Gordon Hush is a Sociologist who now heads the Product Design department of The Glasgow School of Art. In addition, he oversees a suite of Masters programmes, including M.Des Design Innovation & Citizenship. He is not a fan of design as “nice things for rich people” but accepts that this is the world we live in. He tends to view design and its outcomes as a series of relationships between people and things and tries to explain this in terms of experience(s), since this avoids having to talk about human nature. He would like to see design figure as a means of re-distributing wealth and opportunity in our society, and remains curious as to whether it can truly do so.

Noortje Marres studied sociology and philosophy of science and technology at the University of Amsterdam and the École des Mines in Paris. She currently teaches sociology at Goldsmiths, University of London, where she convenes the Master’s in Digital Sociology and directs the interdisciplinary research Centre for the Study of Invention and Social Process (CSISP). Her work investigates relations between publicity, technology, and the environment by various means: social and political theory, digital methods, and in collaboration with artists and designers. Her first book, “Material Participation: Technology, the Environment and Everyday Publics” (Palgrave, 2012) was recently released in paperback, and she is currently writing a second: “Digital Sociology: the Reinvention of Social Research” (Polity).

Barry Quirk has been Chief Executive in LB Lewisham for over 20 years. He has worked in local government for more than 30 years, with service and management experience in five London Councils. He is  author of Re-imagining government: public leadership in challenging times (2011) and a frequent lecturer on public policy and management. Between 2006-8 he was the President and Chairman of SOLACE (the national association for local government chief executives). His 2013 Royal Society of Arts lecture ‘Design and Public Services: from soft furnishings to hard disciplines’ is available here.

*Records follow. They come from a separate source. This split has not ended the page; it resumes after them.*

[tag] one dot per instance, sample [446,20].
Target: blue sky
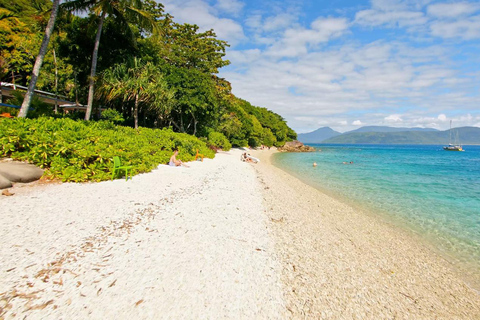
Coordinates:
[347,64]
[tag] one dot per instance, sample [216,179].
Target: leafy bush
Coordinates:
[112,115]
[219,141]
[83,151]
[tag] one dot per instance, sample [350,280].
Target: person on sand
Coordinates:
[246,158]
[174,162]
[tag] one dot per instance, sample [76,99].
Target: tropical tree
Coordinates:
[124,11]
[136,81]
[38,62]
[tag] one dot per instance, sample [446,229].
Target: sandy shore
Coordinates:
[221,239]
[176,243]
[340,263]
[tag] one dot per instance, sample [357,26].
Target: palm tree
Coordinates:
[38,62]
[123,11]
[139,82]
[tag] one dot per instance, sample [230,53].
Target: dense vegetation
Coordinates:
[83,151]
[163,76]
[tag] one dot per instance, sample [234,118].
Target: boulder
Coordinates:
[296,146]
[20,172]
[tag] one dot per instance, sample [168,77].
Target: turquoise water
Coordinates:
[432,192]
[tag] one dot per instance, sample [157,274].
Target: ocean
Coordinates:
[421,188]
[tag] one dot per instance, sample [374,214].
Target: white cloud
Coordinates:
[278,22]
[467,28]
[288,66]
[394,118]
[390,18]
[230,6]
[452,10]
[296,41]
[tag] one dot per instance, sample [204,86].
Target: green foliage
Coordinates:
[112,115]
[83,151]
[38,108]
[219,141]
[175,86]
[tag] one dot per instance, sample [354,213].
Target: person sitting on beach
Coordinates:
[174,162]
[246,158]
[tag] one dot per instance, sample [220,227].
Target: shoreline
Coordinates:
[342,262]
[221,239]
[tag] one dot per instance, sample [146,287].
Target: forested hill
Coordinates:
[466,135]
[318,135]
[151,71]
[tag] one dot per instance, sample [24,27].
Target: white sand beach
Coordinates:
[221,239]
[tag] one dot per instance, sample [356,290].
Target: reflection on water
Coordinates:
[434,192]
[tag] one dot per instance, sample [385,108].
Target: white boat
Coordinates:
[453,146]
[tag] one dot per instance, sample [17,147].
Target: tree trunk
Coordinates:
[38,62]
[56,81]
[135,111]
[91,89]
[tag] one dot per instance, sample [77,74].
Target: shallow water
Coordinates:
[433,192]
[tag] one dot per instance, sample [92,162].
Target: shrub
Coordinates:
[83,150]
[219,141]
[112,115]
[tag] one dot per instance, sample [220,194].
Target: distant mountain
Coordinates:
[388,129]
[466,135]
[318,135]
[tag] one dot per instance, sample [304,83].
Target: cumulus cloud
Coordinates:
[296,41]
[442,117]
[390,18]
[354,81]
[394,118]
[467,28]
[452,10]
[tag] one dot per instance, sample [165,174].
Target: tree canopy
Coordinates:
[174,84]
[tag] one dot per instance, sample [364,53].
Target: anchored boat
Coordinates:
[453,146]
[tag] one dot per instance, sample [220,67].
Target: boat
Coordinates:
[453,146]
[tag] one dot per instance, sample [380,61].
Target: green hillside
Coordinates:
[466,135]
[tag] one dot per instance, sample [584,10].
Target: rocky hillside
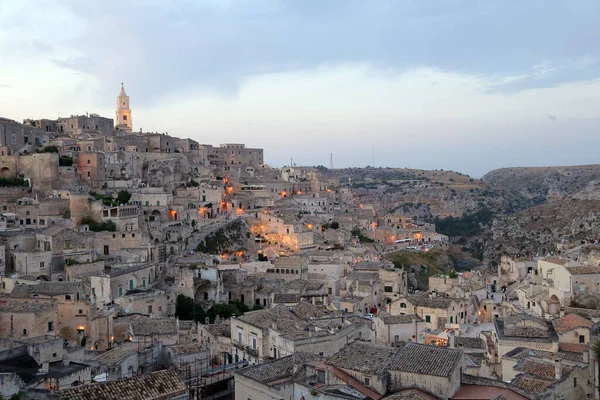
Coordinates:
[566,209]
[426,194]
[549,183]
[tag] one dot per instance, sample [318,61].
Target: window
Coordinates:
[320,376]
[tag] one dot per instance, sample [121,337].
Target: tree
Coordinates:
[123,197]
[184,309]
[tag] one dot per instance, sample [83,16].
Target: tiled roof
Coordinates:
[307,310]
[573,347]
[469,343]
[154,386]
[46,289]
[221,329]
[150,326]
[409,394]
[584,270]
[427,360]
[285,298]
[531,384]
[113,356]
[363,357]
[190,348]
[279,369]
[397,319]
[556,260]
[570,322]
[26,307]
[539,369]
[426,301]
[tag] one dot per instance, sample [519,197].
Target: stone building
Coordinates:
[437,312]
[123,112]
[437,370]
[235,153]
[159,385]
[26,319]
[394,329]
[365,362]
[523,330]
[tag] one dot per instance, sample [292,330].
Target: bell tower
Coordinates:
[123,113]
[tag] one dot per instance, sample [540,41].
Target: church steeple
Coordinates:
[123,114]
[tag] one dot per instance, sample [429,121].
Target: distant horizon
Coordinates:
[431,85]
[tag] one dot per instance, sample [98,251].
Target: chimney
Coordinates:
[557,369]
[45,367]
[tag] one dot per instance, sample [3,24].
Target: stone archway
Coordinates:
[553,305]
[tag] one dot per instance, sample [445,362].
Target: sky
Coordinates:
[464,85]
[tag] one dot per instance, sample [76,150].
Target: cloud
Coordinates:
[216,45]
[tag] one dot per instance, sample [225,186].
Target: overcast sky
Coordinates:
[463,85]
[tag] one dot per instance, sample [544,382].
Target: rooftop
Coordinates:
[426,301]
[152,326]
[584,270]
[538,368]
[26,307]
[282,368]
[190,348]
[46,289]
[27,368]
[363,357]
[114,356]
[570,322]
[469,342]
[531,384]
[223,328]
[154,386]
[427,360]
[389,319]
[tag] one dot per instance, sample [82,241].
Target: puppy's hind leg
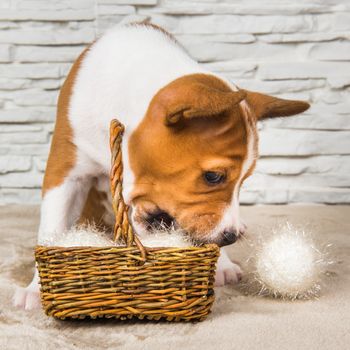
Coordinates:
[60,209]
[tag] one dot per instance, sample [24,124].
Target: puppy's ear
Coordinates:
[197,100]
[265,106]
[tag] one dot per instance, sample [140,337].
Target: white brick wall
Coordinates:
[295,49]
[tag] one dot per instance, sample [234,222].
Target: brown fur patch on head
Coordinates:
[169,158]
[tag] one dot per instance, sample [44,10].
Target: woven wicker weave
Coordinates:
[126,281]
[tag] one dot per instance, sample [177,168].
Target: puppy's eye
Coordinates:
[214,178]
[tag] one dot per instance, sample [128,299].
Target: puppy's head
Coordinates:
[194,148]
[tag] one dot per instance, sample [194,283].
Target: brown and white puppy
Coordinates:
[190,141]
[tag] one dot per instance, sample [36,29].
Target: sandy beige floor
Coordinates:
[237,321]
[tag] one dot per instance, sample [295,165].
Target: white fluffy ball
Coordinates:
[91,236]
[288,264]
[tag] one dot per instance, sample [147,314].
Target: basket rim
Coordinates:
[212,246]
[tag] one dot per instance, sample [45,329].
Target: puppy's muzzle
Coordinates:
[228,237]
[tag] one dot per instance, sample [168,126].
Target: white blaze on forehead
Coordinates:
[231,217]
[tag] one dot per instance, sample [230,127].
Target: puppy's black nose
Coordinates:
[228,237]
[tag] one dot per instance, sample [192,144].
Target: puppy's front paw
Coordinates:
[228,273]
[27,298]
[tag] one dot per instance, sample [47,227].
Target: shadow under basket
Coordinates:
[176,284]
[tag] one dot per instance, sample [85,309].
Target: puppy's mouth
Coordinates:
[159,219]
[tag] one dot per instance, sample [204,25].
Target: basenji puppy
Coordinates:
[190,141]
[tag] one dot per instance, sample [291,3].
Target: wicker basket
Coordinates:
[126,281]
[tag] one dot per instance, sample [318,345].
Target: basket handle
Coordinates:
[122,228]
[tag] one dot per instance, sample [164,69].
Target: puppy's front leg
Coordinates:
[226,271]
[60,209]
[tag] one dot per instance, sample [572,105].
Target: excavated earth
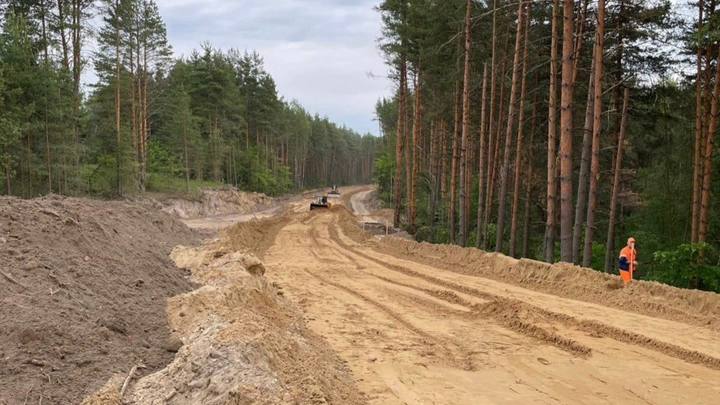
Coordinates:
[84,285]
[306,308]
[421,323]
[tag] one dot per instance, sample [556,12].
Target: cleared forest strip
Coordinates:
[654,299]
[593,327]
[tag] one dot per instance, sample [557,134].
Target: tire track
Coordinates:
[498,310]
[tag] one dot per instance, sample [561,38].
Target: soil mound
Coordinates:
[243,343]
[216,202]
[646,297]
[84,293]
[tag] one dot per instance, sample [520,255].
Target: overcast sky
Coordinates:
[320,52]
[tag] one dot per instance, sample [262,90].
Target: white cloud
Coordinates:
[319,51]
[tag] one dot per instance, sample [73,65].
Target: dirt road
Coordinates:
[413,332]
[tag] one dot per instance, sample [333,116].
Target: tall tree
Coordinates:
[566,136]
[519,149]
[610,243]
[464,150]
[550,223]
[597,127]
[505,166]
[698,149]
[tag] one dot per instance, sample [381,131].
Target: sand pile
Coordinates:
[645,297]
[84,285]
[243,342]
[216,202]
[565,280]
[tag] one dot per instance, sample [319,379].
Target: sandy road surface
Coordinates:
[413,333]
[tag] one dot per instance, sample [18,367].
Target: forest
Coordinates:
[92,102]
[554,130]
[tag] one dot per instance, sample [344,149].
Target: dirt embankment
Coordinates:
[84,289]
[243,342]
[216,202]
[644,297]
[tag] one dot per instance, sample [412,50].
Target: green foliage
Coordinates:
[164,183]
[213,115]
[688,266]
[383,173]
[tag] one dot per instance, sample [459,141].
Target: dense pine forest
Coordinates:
[150,121]
[555,130]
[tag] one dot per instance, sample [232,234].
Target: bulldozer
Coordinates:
[320,203]
[334,192]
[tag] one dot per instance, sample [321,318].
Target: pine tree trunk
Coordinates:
[597,127]
[145,134]
[63,34]
[552,141]
[399,141]
[464,151]
[520,135]
[481,157]
[493,161]
[407,135]
[185,151]
[707,165]
[566,136]
[583,178]
[482,231]
[117,105]
[455,160]
[529,180]
[610,244]
[417,136]
[504,168]
[77,69]
[434,177]
[443,160]
[698,150]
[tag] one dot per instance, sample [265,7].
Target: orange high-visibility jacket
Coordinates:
[630,254]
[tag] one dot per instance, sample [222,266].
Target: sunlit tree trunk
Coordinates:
[464,152]
[552,140]
[708,156]
[566,135]
[520,135]
[583,177]
[399,141]
[597,127]
[481,158]
[610,244]
[698,149]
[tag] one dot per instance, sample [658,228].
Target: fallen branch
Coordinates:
[128,378]
[12,280]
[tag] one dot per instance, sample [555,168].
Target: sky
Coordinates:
[322,53]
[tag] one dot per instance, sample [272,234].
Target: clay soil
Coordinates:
[84,287]
[419,323]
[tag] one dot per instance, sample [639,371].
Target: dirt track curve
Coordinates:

Leanne Wierzba is a design historian, curator and writer. Her research investigates contemporary design practice and the culture of industry, focusing on luxury, digital fashion and speculative design. She is co-curator of What is Luxury? at the V&A and has co-curated a series of exhibitions on contemporary fashion at the Fashion Space Gallery, London College of Fashion. Previous experience as a fashion designer was gained working with notable brands in Vienna, New York, Paris and London. Her writing on fashion, design and contemporary culture has been published internationally.

Free event; All welcome!

This Salon coincides with the V&A exhibition All This Belongs To You.